The liberalization of trade, deregulation, and privatization, which are often associated with economic globalization have significantly curtailed governments’ room for maneuver while allowing enterprises much greater autonomy. Similarly, the growing mobility of capital has triggered competition among countries to raise their employment levels and encourage investments, with certain negative spin-offs for traditional collective bargaining. Financialisation, mergers and acquisitions, relocation and supply chain management, have put pressure on collective bargaining. Therefore in recent years, the right to organise and to bargain collectively has faced the challenges stemming from falling trade union membership, increasing individualization of labour relations and the difficult quest for greater competitiveness and flexibility in the context of globalization. In the circumstances the capacity of trade unions need to be strengthened in order to face these challenges and enhance the right to organise and collective bargaining.
Trade unions continue to face challenges. After some 18 years of continued pressure the Burmese Government has just given some opportunities for unions to organize themselves. The recent factory fire in Pakistan where around 300 workers perished is a stark example of a lack of safety and health provisions. The Fiji Trades Union Congress continue to be denied the right to organize and to bargain collectively.
Collective bargaining is a fundamental right.

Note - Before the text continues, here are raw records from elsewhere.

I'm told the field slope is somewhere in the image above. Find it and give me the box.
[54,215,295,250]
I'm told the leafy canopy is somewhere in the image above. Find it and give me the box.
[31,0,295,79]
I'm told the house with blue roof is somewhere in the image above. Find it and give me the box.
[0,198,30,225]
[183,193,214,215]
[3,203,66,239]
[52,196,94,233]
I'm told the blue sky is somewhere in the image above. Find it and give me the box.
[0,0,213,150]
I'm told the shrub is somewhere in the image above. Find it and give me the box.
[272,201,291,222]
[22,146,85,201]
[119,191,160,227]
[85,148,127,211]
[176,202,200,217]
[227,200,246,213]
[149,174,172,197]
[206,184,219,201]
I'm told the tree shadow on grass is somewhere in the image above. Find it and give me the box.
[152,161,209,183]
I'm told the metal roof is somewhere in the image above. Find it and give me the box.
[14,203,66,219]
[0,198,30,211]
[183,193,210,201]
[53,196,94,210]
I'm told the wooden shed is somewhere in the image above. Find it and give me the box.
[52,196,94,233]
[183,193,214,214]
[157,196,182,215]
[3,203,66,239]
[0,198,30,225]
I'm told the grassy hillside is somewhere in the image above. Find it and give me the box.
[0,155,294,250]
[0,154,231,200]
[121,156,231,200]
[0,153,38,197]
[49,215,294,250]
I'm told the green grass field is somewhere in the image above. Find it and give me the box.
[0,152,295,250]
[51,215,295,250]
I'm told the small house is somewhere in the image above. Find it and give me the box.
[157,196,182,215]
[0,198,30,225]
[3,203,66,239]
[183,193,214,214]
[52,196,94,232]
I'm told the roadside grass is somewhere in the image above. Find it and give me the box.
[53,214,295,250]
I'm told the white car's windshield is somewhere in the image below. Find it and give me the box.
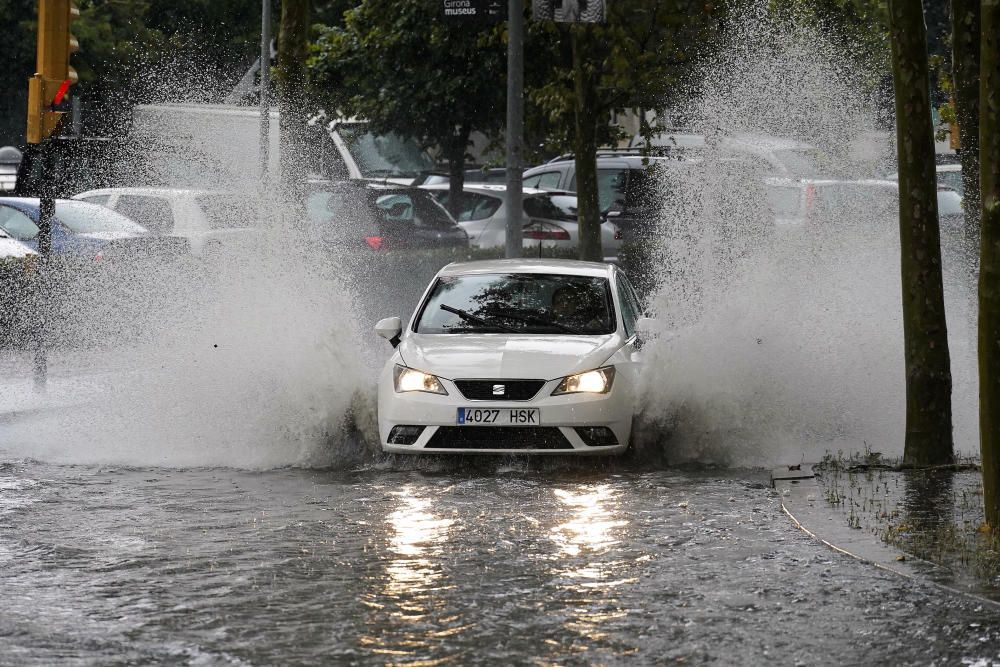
[337,123,434,178]
[416,273,616,335]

At a recent international symposium organised by ACTRAV on the occasion of the 60th anniversary of the adoption of Convention 98 the participants adopted some conclusions as follows. Collective bargaining, especially at national, sectoral and inter-professional levels, is the key element of an overall strategy to reduce inequalities, raise the wage share in societies and improve working and living conditions. Collective bargaining is essential for an effective and fair response to the current crisis. The promotion of the extension of collective bargaining coverage is an essential tool to achieve wage-led recovery out of the crisis. Statutory or negotiated minimum wages are important elements of this strategy. Quality public services and comprehensive social security - including a basic social protection floor - are complementary to collective bargaining and best achieved where trade unions are strong. Public procurement should be used as a tool to promote decent work, respect for fundamental human rights at work, international labour standards and strengthen collective bargaining by upholding, as a minimum, prevailing wages and working conditions. The financial system has to serve workers and the real economy. Financial institutions, particularly multilateral and international ones should adopt similar policies.

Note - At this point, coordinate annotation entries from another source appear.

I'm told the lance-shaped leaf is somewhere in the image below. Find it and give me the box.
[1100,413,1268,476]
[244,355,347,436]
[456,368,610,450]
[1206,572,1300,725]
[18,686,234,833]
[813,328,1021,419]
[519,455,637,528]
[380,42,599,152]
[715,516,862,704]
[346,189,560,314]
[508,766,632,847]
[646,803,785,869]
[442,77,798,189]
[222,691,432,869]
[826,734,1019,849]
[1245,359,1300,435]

With this background this seminar will examine the problems facing collective bargaining from the international standpoint and from that of the relevant international labour standards. The main points discussed below include representation of workers by trade unions and their recognition by employers, workers and the branches of activity covered, state intervention (issues covered by collective agreements, stabilization policies, prior approval by the authorities, compulsory arbitration), changes in the structure of collective bargaining (fragmentation of collective bargaining, competition between individual contracts and collective agreements, changing labour relationships) and internationalization of collective bargaining.
I look forward to the seminar discussions and your conclusions.